**Sanmi Koyejo**

Wednesday 5th July 2016

**Time: 11.00am**

** **

Ground Floor Seminar Room

25 Howland Street, London, W1T 4JG

__From Probabilistic Models to Decision Theory and Back Again__

Decision making is a fundamental aspect of probabilistic inference, and involves selecting a point estimate from a probabilistic model e.g. a prediction or a parameter estimate, which optimizes some measure of utility. In the first part of the talk, I will outline some a new results on binary and multilabel prediction with complex performance measures, such as F-measure and Jaccard measure. Perhaps surprisingly, the prediction which maximizes the utility for a range of such measures takes a particularly simple form as the thresholding of the probability of the positive class. This result motivates simple but effective classifiers for "brain reading" i.e. predicting cognitive processes from fMRI data.

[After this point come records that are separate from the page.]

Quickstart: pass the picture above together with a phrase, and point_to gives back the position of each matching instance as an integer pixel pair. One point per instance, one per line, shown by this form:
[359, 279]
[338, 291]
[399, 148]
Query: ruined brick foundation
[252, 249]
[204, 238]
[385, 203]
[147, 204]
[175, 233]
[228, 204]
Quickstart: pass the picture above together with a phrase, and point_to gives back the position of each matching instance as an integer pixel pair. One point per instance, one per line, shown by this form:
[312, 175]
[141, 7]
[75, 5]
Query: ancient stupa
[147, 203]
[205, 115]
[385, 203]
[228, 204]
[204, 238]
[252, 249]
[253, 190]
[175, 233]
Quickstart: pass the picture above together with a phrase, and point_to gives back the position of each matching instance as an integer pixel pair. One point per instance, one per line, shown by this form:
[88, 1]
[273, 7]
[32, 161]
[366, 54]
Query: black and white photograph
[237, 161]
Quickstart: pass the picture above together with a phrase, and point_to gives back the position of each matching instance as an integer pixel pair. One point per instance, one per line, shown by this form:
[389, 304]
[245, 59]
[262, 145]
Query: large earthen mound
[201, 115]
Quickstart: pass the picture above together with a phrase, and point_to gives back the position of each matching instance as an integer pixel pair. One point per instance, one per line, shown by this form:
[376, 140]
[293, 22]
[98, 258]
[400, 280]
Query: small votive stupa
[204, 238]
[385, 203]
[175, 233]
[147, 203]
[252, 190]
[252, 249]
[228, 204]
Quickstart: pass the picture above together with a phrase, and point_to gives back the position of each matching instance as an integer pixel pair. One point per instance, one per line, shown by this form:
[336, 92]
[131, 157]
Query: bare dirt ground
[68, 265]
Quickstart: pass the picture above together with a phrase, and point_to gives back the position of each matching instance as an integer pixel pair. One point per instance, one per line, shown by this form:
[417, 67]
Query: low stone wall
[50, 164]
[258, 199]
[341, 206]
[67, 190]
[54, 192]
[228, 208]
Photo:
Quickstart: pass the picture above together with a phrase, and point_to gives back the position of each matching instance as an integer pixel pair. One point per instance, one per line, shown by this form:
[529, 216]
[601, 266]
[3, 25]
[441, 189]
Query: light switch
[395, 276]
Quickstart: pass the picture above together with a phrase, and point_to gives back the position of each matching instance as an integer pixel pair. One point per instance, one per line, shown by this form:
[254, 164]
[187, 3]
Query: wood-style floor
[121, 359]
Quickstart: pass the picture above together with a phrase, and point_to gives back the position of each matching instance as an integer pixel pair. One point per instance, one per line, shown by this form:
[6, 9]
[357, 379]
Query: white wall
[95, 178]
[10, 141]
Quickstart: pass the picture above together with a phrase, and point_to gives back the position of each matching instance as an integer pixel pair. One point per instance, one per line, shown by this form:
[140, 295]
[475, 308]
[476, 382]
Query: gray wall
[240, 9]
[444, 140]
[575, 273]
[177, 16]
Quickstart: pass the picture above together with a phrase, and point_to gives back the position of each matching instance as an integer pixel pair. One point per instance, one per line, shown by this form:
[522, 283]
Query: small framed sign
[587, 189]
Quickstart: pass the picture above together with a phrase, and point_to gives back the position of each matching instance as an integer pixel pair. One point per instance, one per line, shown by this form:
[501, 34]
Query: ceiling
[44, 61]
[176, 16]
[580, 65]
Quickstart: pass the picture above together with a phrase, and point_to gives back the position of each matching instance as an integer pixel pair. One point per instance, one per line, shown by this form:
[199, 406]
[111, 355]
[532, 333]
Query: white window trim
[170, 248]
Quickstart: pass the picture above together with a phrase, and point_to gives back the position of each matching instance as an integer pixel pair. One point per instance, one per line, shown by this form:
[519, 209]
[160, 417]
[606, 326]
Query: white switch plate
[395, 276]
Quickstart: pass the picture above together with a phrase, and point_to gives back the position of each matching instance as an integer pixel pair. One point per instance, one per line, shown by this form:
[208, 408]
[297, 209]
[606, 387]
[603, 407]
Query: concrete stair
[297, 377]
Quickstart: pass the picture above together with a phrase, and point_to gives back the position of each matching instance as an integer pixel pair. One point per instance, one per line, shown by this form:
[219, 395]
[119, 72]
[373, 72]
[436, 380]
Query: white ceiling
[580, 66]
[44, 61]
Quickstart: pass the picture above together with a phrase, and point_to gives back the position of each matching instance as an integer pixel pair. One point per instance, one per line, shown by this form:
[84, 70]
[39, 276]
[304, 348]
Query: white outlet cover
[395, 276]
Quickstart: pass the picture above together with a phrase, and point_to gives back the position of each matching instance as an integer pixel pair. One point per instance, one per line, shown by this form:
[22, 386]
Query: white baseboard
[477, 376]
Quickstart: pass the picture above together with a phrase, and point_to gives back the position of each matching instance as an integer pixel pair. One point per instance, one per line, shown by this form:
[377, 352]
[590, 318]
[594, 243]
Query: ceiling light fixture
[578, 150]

In the second part of the talk, I will discuss a “dual” of the decision making problem i.e. estimating a probabilistic model that satisfies the user determined utility. This approach to probabilistic inference may be employed for incorporating potentially useful prior information encoded in the user-devised risk function. One useful application of the resulting procedure is for incorporating structural assumptions on the support of latent variables. I will outline some new results which show that the support constrained information projection is submodular, thus can be efficiently optimized using standard techniques. Of particular interest is where the the support constraints can be represented as a matroid, resulting in new techniques for probabilistic (variable/group/tree) sparse regression. I will discuss a recent application of these techniques to develop a novel sparse probabilistic canonical correlation analysis for the joint analysis of fMRI statistical maps and behavioural measurements.

Bio:

Sanmi (Oluwasanmi) Koyejo an engineering research associate in the
Poldrack Lab at Stanford University and an Assistant Professor (starting
Fall 2016) in the Department of Computer Science at the University of

Illinois at Urbana-Champaign. Koyejo’s research involves the development
and analysis of probabilistic & statistical machine learning techniques
motivated by, and applied to various modern big data problems, with a

particular focus on analysis of large scale biological data such as
neuroimaging and genetics data. Koyejo completed his Ph.D in Electrical
Engineering at the University of Texas at Austin under the supervision

of Joydeep Ghosh and was a postdoc with Russell Poldrack and Pradeep
Ravikumar. He has been the recipient of several awards including the
outstanding NCE/ECE student award, a best student paper award from the
conference on uncertainty in artificial intelligence (UAI) and a trainee
award from the Organization for Human Brain Mapping (OHBM).